Quatrièmement, il y a, en conclusion, un lien entre les points de croissance perdus parce que l’Etat bureaucratique est trop gras pour être efficace (ne peut plus dégager un budget d’investissement productif conséquent pour doper la croissance endogène comme croissance populaire). Et quand il se décide à agir, ce n’est pas pour couper dans le gras de l’Etat bureaucratique mais, hélas, dans les budgets destinés aux pauvres (école publique, centres de santé, système d’aides sociales, banques ou greniers d’alimentation pour la grande pauvreté, s’ils existent). Le partage de la prospérité est perçu, faussement, comme engraissement de l’Etat-Providence, pense le néolibéral. La « fainéantisation » théorisée des citoyens et donc l’irresponsabilité, est la commodité, une idée pernicieuse en route depuis les années Reagan. Voilà, à mon sens, les dogmes néolibéraux condensés. Subséquemment, on rejette à la périphérie dans l’extrême pauvreté cristallisée des bras valides, pas formés et surtout dans l’économie informelle non structurée et non financée par des banques publiques, peu prou dévastées par la corruption des élites. Christopher Lasch l’a beaucoup démontré surtout dans ses écrits tardifs de 1996 (posthumes). Des financements publics destinés à l’économie coopérative sont nécessaires ne serait-ce qu’aux fins de ramassage des recettes pour l’Etat. Ne le faisant pas, ces PME/PMI de l’économie informelle restent fiscalement hors-jeu. L’Etat bureaucratique et gras agit souvent dans nos contrées comme relai des firmes internationales, championnes de l’optimisation fiscale comme blanchiment public de l’évasion fiscale (le comité de politique monétaire échoue à la dénoncer) et prédatrices de l’embellie des activités endogènes des pmi-pme africaines.

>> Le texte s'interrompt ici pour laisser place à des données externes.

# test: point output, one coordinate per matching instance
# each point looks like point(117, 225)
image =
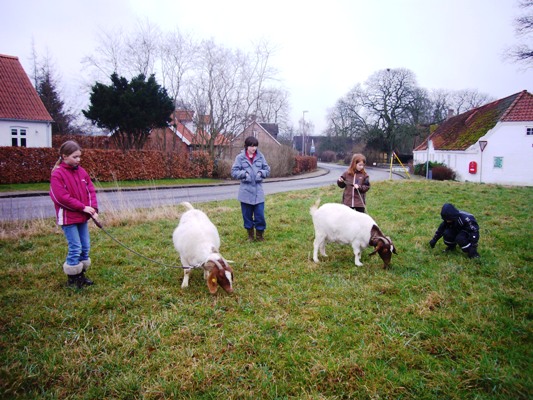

Comment, dans ces conditions, donner un contenu populaire à la croissance ou à tout le moins, faire droit à l’émergence de la classe moyenne ? En nous émancipant du train de turpitude économique que les plans d’ajustement économique venus de Washington constituent et qui ont été imposés aux Africains. Ce sont des formes neuves de la servitude qui se sont traduites en austérité génératrice de fragilité humaine ou de croissance des inégalités que dénonce depuis toujours, le Prix Nobel d’économie Paul Krugman. Il s’agit donc de l’extraversion de la politique économique africaine, c’est notre cas par des gouvernements trop gras pour dégager des budgets d’investissements publics productifs. Une servitude volontaire qui se prétend perpétuelle. La dénoncer, ça ne signifie point prêcher l’autarcie ou le populisme mais sûrement réfléchir sur les sources endogènes de capter tous les points de croissance par les politiques de relance par des gouvernements souverains parce que responsables. Seuls des Etats démocratiques et efficaces en constituent des solutions.